O mercado financeiro já esperava desempenho negativo para os dados anunciados nesta terça-feira, 3, pelo Instituto Brasileiro de Geografia e Estatística (IBGE), mas chamou a atenção a magnitude da queda, superando a média das estimativas do mercado financeiro, na casa dos 0,2%. Na comparação internacional feita pelo instituto, a economia brasileira aparece na lanterna de uma lista de 13 países.

A piora de cenário detonou, entre bancos e consultorias, uma onda de revisões para baixo das projeções para o PIB deste ano e de 2014. Uma pesquisa feita depois da divulgação do PIB pelo serviço AE Projeções, da Agência Estado, com 22 instituições financeiras, mostra que o mercado começa a falar numa economia mais fraca no ano que vem do que neste ano.

As estimativas para 2013 variam de alta de 2,15% a 2,5%, e entre 1,1% e 2,6% em 2014. Em 30 de agosto, no levantamento realizado após o anúncio do PIB do segundo trimestre, os analistas previam alta de 1,9% a 2,7% no PIB de 2013 e de 1,7% a 3% para 2014. O movimento de revisões ganhou força também com a safra de ajustes feitos pelo IBGE em resultados trimestrais do PIB já divulgados. O crescimento da economia em 2012 passou de 0,9% para 1%.

O número foi bem diferente do antecipado pela presidente Dilma Rousseff na semana passada. Em entrevista ao jornal El País, Dilma afirmou que o dado revisado subiria para 1,5%.

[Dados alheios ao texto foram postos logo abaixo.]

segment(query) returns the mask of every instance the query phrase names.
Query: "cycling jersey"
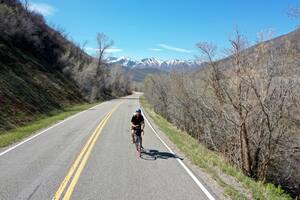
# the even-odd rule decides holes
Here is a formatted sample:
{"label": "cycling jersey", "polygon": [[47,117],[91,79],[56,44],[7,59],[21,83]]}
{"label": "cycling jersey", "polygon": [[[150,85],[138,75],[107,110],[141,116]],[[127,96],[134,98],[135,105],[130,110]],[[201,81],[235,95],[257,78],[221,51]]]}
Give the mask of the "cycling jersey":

Logo que os dados das contas nacionais foram divulgados, o ministro da Fazenda, Guido Mantega, saiu em defesa da presidente. Segundo ele, o número era um "ensaio interno" do governo e a revisão definitiva do PIB de 2012 pelo IBGE ainda demorará dois meses para ser concluída. "O que vale é sempre a última revisão", disse.

Para o quarto trimestre, o ministro se mostrou confiante. Segundo ele, os números do PIB "certamente serão positivos", com o investimento em uma trajetória de crescimento.

No terceiro trimestre, o investimento foi um dos responsáveis pela perda de ritmo da economia nacional. Pelos dados do IBGE, diminuiu 2,2% ante os três meses anteriores. No ano, porém, ainda contabiliza alta de 6,5%. Já do lado da oferta o encolhimento do PIB foi puxado pelo segmento agropecuário, com o fim da safra de soja, cujo peso no setor é elevado.

Já a indústria e os serviços tiveram uma contribuição quase nula. O fraco desempenho do setor externo também ajudou a segurar a economia no vermelho entre julho e setembro.

Responsável pela pesquisa, Roberto Olinto, do IBGE, admite que o resultado pode indicar desaceleração. No entanto, pondera, o dado negativo ainda é pontual e o PIB acumula alta de 2,4% no ano até setembro.

Para alguns analistas, o PIB em marcha à ré amplia o risco de rebaixamento da nota do Brasil, uma ameaça real no caso da Standard & Poor’s (S&P), que mudou a perspectiva do rating do País para negativa em junho.